Happy New Year! It’s always a little bit hard to believe just how fast the old year actually passes but here we are again and before we move forward it is probably a great idea to take a quick look at 2015 to see how it will impact the year ahead. 2015 was the year of change.
The first impact to the mortgage world has been the severe decrease in the price of oil. It is no secret that here in Alberta the economy is very reliant on the oil and gas sector.
The price decrease has had a huge impact on the income of many. This translates to lenders increasing their due diligence on all applications from anyone in these fields. Mortgage lenders and insurers like CMHC require a two-year history on all overtime and bonus income which are both very common across this type of employment. We have seen some lenders decrease the amount of overtime they will allow.
Other lenders have increased their down payment requirements. While others still will not proceed without verification of increased overall savings and little to no balances on credit facilities. If you work in these fields then you should prepare yourselves for a higher level of scrutiny.
The second change with implications still not fully known was the complete change to the provincial and federal governments.
During these early days it is hard to say what exactly the impact will be but given some of the current proposals on the table it is likely.
Already we have seen proposals such as a carbon tax, royalty review, and an increase to corporate taxation. Seems like we will have to wait and see how things unfold.
The third and final change was recently announced and was made by the federal government in regards to the minimum down payment on homes over $500,000.
You may be wondering why the government is involved in such things and there is a really easy answer to that. All mortgages with less than 20% down have to be insured through CMHC, Genworth or CG.
Through these agencies the federal government guarantees these mortgages in case of borrower default. That means they are now financially invested in the housing market.
The down payment change means that anyone purchasing must have 5% to put down on the first $500,000 and 10% on any amount over that.
For example, a home worth $650,000 previously could be purchased with $32,500 down but under the new guidelines they must have $25,000 for the first portion and an additional $15,000 for the balance or $40,000.
The rational is that anyone purchasing a home of this value should be able to put a bit more down which helps mitigate the overall risk.
And so what does this all mean?
Despite the doom and gloom reported daily in the media it is important to remember the sky is not falling.

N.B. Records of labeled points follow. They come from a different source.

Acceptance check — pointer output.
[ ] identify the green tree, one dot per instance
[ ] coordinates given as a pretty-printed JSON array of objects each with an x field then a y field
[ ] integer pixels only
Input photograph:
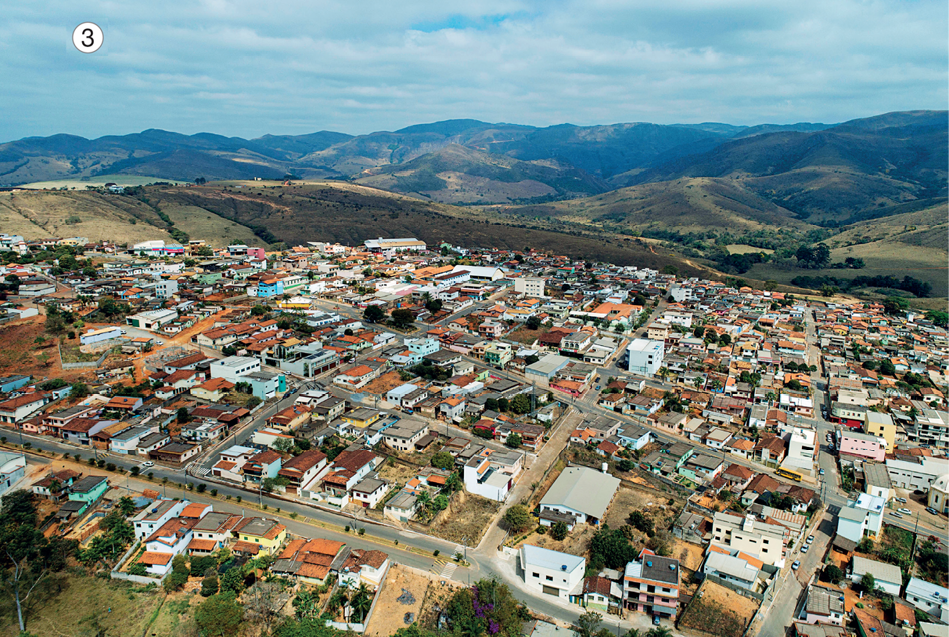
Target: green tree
[
  {"x": 588, "y": 624},
  {"x": 219, "y": 615},
  {"x": 559, "y": 531},
  {"x": 518, "y": 518},
  {"x": 209, "y": 586},
  {"x": 521, "y": 404},
  {"x": 373, "y": 314},
  {"x": 402, "y": 318},
  {"x": 443, "y": 460}
]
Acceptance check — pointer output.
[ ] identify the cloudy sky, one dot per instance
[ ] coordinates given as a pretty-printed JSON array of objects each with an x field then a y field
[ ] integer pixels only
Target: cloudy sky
[{"x": 246, "y": 67}]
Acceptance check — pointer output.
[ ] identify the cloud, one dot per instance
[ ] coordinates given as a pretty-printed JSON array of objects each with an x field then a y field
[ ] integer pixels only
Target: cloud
[{"x": 237, "y": 67}]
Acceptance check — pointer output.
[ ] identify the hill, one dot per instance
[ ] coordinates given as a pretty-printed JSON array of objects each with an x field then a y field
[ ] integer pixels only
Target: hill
[
  {"x": 833, "y": 176},
  {"x": 458, "y": 174}
]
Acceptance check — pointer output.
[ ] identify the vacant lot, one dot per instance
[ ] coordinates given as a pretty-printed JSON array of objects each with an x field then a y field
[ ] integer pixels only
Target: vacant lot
[
  {"x": 577, "y": 541},
  {"x": 719, "y": 611},
  {"x": 468, "y": 516},
  {"x": 400, "y": 601},
  {"x": 84, "y": 605}
]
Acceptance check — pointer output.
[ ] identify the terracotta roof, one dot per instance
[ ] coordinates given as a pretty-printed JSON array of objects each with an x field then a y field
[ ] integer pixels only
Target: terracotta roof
[{"x": 151, "y": 558}]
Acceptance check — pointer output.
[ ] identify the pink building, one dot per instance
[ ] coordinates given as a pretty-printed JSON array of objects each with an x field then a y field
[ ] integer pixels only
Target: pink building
[{"x": 863, "y": 446}]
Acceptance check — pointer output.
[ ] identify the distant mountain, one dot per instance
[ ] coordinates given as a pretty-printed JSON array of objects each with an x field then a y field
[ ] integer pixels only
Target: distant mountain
[
  {"x": 834, "y": 175},
  {"x": 458, "y": 174}
]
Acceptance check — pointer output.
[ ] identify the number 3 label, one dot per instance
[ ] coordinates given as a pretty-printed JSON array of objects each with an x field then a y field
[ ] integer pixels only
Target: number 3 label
[{"x": 87, "y": 37}]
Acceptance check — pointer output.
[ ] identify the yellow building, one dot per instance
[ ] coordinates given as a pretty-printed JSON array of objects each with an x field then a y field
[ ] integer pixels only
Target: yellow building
[
  {"x": 268, "y": 535},
  {"x": 877, "y": 424}
]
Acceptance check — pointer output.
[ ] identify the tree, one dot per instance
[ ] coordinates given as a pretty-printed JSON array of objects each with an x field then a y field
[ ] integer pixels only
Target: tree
[
  {"x": 220, "y": 615},
  {"x": 559, "y": 530},
  {"x": 518, "y": 518},
  {"x": 443, "y": 460},
  {"x": 209, "y": 586},
  {"x": 521, "y": 404},
  {"x": 373, "y": 314},
  {"x": 402, "y": 318},
  {"x": 79, "y": 390},
  {"x": 588, "y": 624}
]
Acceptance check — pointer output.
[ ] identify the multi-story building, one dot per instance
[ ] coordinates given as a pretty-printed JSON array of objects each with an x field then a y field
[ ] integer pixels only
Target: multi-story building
[
  {"x": 645, "y": 356},
  {"x": 651, "y": 585},
  {"x": 759, "y": 539}
]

We have weathered this type of an economic downturn in Alberta before and come through just fine.
Rates are still historically low making it an ideal time for first time home buyers and investors looking to expand their rental portfolios. Homes which are priced well are still selling albeit more slowly.
Builders proceeded much more cautiously after 2009 which means they are not carrying a huge inventory of homes. We are Albertans folks, we are tough, and we will get through this as well.
Pam Pikkert is a mortgage broker with Dominion Lending Centres – Regional Mortgage Group in Red Deer.